Did God know in advance what choice we would make? Yes.
Did he force us to make that choice? No.
I don’t see what’s inconsistant about God knowing how every choice is going to come out and the fact you have a choice to make. He knows because you made that choice.
I know how the Civil War ended. Every time I open a book the war ended the same way. That doesn’t change the fact that there were choices invovled that could have changed that outcome.
Yes, but God knew how the Civil War ended before it happened, so what choice did they have but to fight it?
Or rather, what choice did thy have but to fight it to the already-decided conclusion?
Say for example that I hop into my time machine and visit the world on the day after the 2008 election. Then I come back to today.
I know who is going to win the election. Does that mean that everyone else has no choice in the matter? Or does it just mean that I know something no one else knows?
Ah, I think I see the confusion (which is as aldiboronti says); I think that the mistake lies in assuming we’re talking about our knowledge vs. that of God. Just because humans do not know the outcome does not mean they have a choice.
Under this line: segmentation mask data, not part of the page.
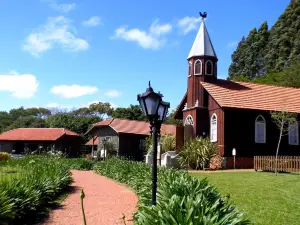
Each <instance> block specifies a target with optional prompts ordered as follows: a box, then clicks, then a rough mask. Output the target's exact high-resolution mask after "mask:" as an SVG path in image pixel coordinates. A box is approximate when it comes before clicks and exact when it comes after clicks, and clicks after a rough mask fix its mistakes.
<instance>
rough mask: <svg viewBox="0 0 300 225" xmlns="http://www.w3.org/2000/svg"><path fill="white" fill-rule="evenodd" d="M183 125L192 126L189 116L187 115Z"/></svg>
mask: <svg viewBox="0 0 300 225" xmlns="http://www.w3.org/2000/svg"><path fill="white" fill-rule="evenodd" d="M184 125H191V126H194V120H193V117H192V116H191V115H188V116H187V117H186V119H185V121H184Z"/></svg>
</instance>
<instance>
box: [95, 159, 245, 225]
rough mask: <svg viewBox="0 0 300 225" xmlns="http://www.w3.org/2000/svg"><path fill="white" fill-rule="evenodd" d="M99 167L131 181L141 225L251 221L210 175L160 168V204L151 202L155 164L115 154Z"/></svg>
mask: <svg viewBox="0 0 300 225" xmlns="http://www.w3.org/2000/svg"><path fill="white" fill-rule="evenodd" d="M94 169H95V171H96V172H97V173H99V174H101V175H103V176H106V177H109V178H112V179H114V180H116V181H118V182H121V183H124V184H127V185H128V186H130V187H131V188H133V189H134V190H135V191H136V193H137V195H138V196H139V203H138V211H137V213H136V214H135V215H134V222H135V224H138V225H157V224H158V225H167V224H170V225H171V224H172V225H173V224H178V225H179V224H181V225H183V224H184V225H185V224H186V225H198V224H199V225H200V224H201V225H202V224H203V225H204V224H205V225H210V224H214V225H228V224H230V225H244V224H250V221H249V220H248V219H247V218H245V217H244V215H243V213H240V212H239V211H238V210H237V209H236V208H235V207H234V206H233V205H232V204H231V203H229V202H228V199H226V198H224V197H222V196H221V195H220V194H219V193H218V192H217V191H216V189H215V188H214V187H213V186H211V185H210V184H209V183H208V181H207V180H206V179H202V180H200V179H197V178H193V177H191V176H190V175H189V174H188V173H187V172H181V171H175V170H170V169H159V172H158V193H157V205H156V206H151V167H150V166H149V165H147V164H144V163H140V162H133V161H126V160H122V159H118V158H111V159H108V160H106V161H104V162H101V163H99V164H97V165H96V166H95V167H94Z"/></svg>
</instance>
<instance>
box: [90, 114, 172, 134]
mask: <svg viewBox="0 0 300 225" xmlns="http://www.w3.org/2000/svg"><path fill="white" fill-rule="evenodd" d="M104 126H110V127H111V128H112V129H114V130H115V131H116V132H117V133H127V134H140V135H150V128H149V126H150V125H149V122H145V121H137V120H127V119H117V118H115V119H108V120H104V121H101V122H99V123H96V124H94V126H93V127H92V128H91V129H90V130H89V131H88V132H87V133H90V132H91V131H92V130H93V129H95V128H97V127H104ZM161 134H162V135H165V134H176V125H171V124H162V126H161Z"/></svg>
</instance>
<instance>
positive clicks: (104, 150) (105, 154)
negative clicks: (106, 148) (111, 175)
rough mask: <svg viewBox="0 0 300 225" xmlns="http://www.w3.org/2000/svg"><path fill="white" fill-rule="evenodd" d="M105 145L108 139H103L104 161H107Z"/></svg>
mask: <svg viewBox="0 0 300 225" xmlns="http://www.w3.org/2000/svg"><path fill="white" fill-rule="evenodd" d="M105 143H106V138H103V160H105V159H106V153H105Z"/></svg>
Again, I’ll say it: knowledge entails necessity (otherwise it is but belief).
From a human perspective, I know that on the afternoon of Thursday, March 2nd, 2006 (in our conception/perception of the space/time continuum) that I posted on the SDMB. That is a necessary fact. I may believe I’ll do the same on Friday, March 3rd, 2006, but until it happens, it is just a belief (and not knowledge).
Now, my understanding is that when people say God knows, that entails necessity (for, after all, God is infallible according to my understanding). In other words, there is not even the possibility that events will be different – whether we know/believe it or not.
Sorry, I forgot a clause; that should read “…entails necessity across all possible interpretations of events (for, after all…”.